3. Export of goods for humanitarian reasons
Art. 9 of the European Law introduces letter b-bis) into art. 8 of Presidential Decree n. 633 of 1972, implementing art. 146, para. 1, letter c) of Directive 2006/112/EC, providing for a systematic application of the VAT zero-rate regime (ex para. 5 of Law n. 125 dated 11 August 2014) for the transfer of goods in favour of public administrations and development cooperation organisations, provided that the transferors see (either directly or through third parties on their behalf) to their transport or shipping outside the EU for humanitarian purposes within 180 days from the delivery within the Italian territory.
Evidence of the export will have to be provided through the relevant Customs documentation.

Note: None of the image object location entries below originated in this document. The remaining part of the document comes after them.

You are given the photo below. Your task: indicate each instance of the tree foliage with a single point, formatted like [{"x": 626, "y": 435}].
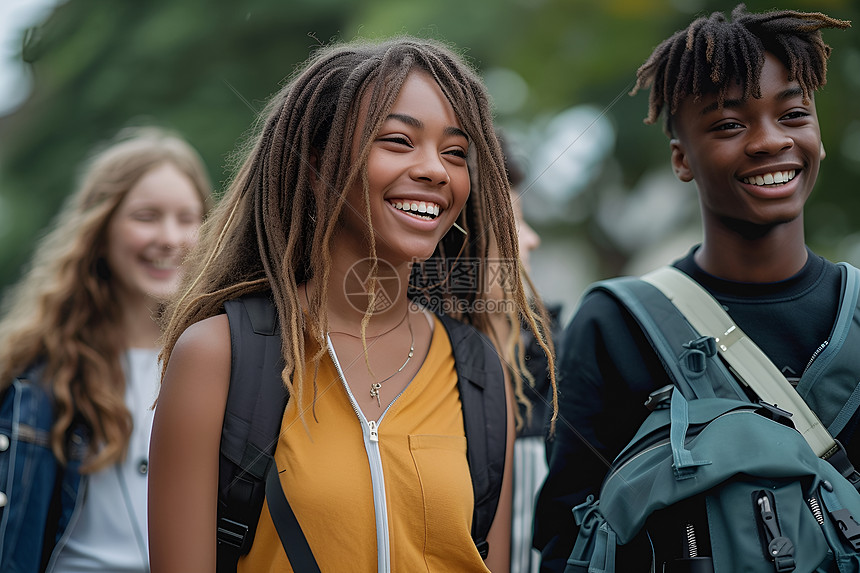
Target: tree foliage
[{"x": 204, "y": 68}]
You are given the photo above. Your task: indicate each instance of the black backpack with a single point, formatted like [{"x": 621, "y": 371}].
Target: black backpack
[{"x": 257, "y": 398}]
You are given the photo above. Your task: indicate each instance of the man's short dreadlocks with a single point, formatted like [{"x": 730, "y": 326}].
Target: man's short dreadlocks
[{"x": 714, "y": 54}]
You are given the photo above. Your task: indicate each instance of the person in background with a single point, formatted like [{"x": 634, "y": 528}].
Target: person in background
[
  {"x": 535, "y": 402},
  {"x": 376, "y": 165},
  {"x": 738, "y": 98},
  {"x": 78, "y": 358}
]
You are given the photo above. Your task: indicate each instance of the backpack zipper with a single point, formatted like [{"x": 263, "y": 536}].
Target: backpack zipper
[
  {"x": 815, "y": 354},
  {"x": 692, "y": 545},
  {"x": 816, "y": 509}
]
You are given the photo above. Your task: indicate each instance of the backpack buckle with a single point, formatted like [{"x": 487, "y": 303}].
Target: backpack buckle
[
  {"x": 231, "y": 532},
  {"x": 659, "y": 398}
]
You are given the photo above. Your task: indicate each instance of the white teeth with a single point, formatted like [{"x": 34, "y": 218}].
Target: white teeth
[
  {"x": 775, "y": 178},
  {"x": 163, "y": 264},
  {"x": 418, "y": 208}
]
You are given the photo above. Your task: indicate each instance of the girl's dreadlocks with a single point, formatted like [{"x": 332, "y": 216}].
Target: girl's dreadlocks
[
  {"x": 713, "y": 54},
  {"x": 273, "y": 229}
]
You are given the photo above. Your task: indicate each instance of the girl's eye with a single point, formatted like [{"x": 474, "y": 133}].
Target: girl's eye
[
  {"x": 144, "y": 216},
  {"x": 399, "y": 140},
  {"x": 729, "y": 125},
  {"x": 795, "y": 115}
]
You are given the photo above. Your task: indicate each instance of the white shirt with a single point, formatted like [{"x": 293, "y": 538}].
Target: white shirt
[{"x": 110, "y": 532}]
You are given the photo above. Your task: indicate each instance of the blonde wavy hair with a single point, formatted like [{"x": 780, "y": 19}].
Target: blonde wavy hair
[
  {"x": 63, "y": 314},
  {"x": 273, "y": 229}
]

To this end, we specify that among “development cooperation organisations” under art. 26, para. 2 of Law n. 125 of 2014 (“General regulation concerning international development cooperation”) are:
- non-governmental organisations (NGOs) specialised in development cooperation and humanitarian aid
- not for profit organisations for social utility statutorily aimed at development cooperation and international solidarity
- fair trade organisations, ethical finance and microcredit institutions, having as their main object stated in the articles of association international cooperation for development
- organisations and associations of immigrant communities maintaining relationships with their Countries of origin for cooperation and support to development, or collaborating with entities meeting the requirements under the abovementioned art. 26 of Law n. 125 of 2014 and operating in the Countries involved
- cooperative and social enterprises, trade unions and entrepreneurs organisations, foundations, voluntary associations (Law n. 266 dated 11 august 1991) and associations for social promotion (Law n. 383 dated 7 December 2000), upon condition that development cooperation is included among their institutional purposes in their articles of association
- organisations with registered office in Italy having a consultative status at the UN Economic and Social Council (ECOSOC) since at least 4 years.